With a $2 million grant from the U.S. Department of Defense, Doug Wiegmann, a UW-Madison associate professor of industrial and systems engineering, is working with principal investigator Carla Pugh, a UW-Madison associate professor of surgery, to investigate how people forget a skill. Pugh, Wiegmann, and their collaborators are following surgeons who are in a non-practicing portion of their residencies to map how their performance in both basic and complex surgical procedures might deteriorate over time.
The knowledge could benefit military or reservist surgeons who will face a shifting landscape of skill needs and demands over the course of their careers. For example, they might perform administrative duties during their deployment—then return to the operating room after a lengthy absence. Or, as they use different types of surgical skills—trauma care versus specialty work such as cardiac or eye surgery—they risk forgetting aspects of procedures they're not actively performing.
"The question is, how do we help surgeons maintain their ability to be deployed quickly and to be able to perform those procedures they haven't had to do in their non-combat situations or in civilian practice?" Wiegmann says.

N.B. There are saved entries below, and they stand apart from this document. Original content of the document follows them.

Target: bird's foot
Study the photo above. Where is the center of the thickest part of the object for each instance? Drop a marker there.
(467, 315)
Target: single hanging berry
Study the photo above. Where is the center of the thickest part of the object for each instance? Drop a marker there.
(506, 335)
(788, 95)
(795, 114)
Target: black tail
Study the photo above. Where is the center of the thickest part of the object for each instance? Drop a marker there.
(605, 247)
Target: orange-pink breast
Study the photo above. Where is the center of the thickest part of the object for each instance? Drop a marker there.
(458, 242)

Wiegmann hopes to learn which parts of surgical skill decay quickly and how different pieces of a skill interact and affect that decay. The team will map that process of forgetting and ultimately, find ways to help surgeons retain the skills they're not using.
Each skill has three components: basic knowledge (for example, names of instruments and anatomy), procedural knowledge (which steps are involved and in what order to perform them), and technical knowledge (for example, how to move the body to perform the skill).

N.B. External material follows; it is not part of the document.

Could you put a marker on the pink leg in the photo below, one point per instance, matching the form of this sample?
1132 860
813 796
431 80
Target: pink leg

Although each of those components interacts and influences the other, they might decay at different rates, says Wiegmann. "If you haven't driven a car or ridden a bike for 10 years, you're probably not going to forget the names of things too much," he says. "But, for example, if you're a musician and you haven't played in years, you might remember the names of the notes, and you might remember how to produce them, but you pick up the instrument now and your fingers don't know where to go." The researchers will evaluate how surgeons perform all aspects of a skill after varying periods of inactivity. Understanding how rapidly skill decays, and how each component decays differently, will help them develop simulations or techniques that help surgeons learn, maintain or improve a skill they are not currently using.

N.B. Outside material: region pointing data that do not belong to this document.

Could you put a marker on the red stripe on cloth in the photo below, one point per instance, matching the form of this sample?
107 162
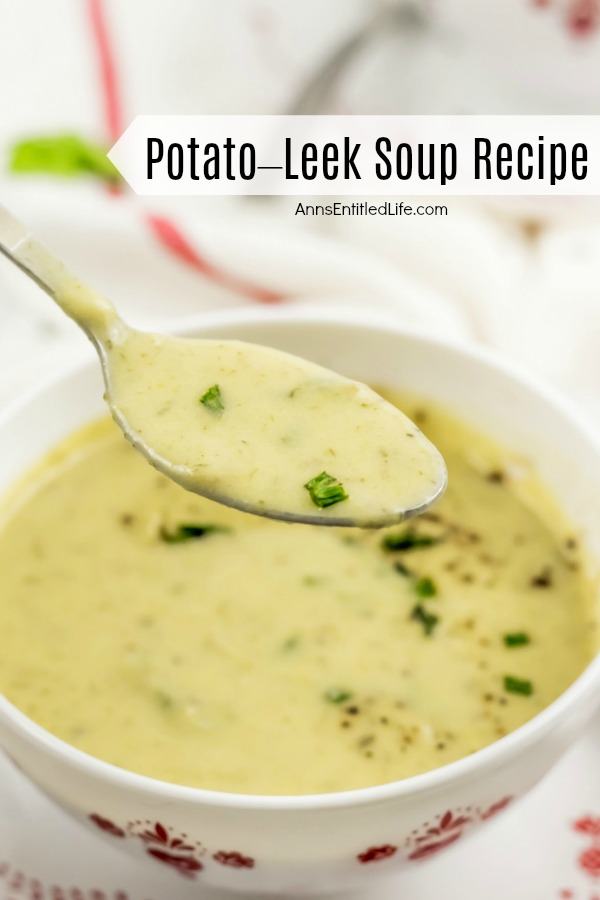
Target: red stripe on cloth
171 237
113 110
164 229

For example, surgeons could use a specialized mannequin to practice different surgeries. Or, they could use mental rehearsal, a successful technique popular in athlete game-day preparation in which a surgeon imagines himself or herself performing surgery at a high level, confronting errors and difficulties successfully. "We don't know yet if mental rehearsal would work for surgery," says Wiegmann. "But if it does, it's a low-cost and easily deployable methodology that can be scaled up relatively quickly across all surgical specialties."
The researchers also will study how skill decay occurs differently in experts with years of surgical practice under their belts versus surgeons who recently completed their residencies. Wiegmann expects the former group will experience slow decay: "If you've done something for several years, presumably the impact of not doing it for six months would be less than if you'd just gotten out of school and now haven't done something for six months."
Surgical training reinforcement methods could have broader applications in medicine, says Wiegmann. For example, surgeons in nonacademic and rural settings have far lower case volumes than those in urban and university centers, and thus, fewer opportunities to practice particular procedures. Training reinforcement methods also could help surgeons return to practice after temporary absences—for example, medical or family leave.
Additionally, the results of the study could apply well beyond surgery. "There's been much more research of skill development than there has been on skill decay," says Wiegmann. "We don't know as much about decay. So this project could apply also to any other type of skilled behavior or performance, including music or athletics."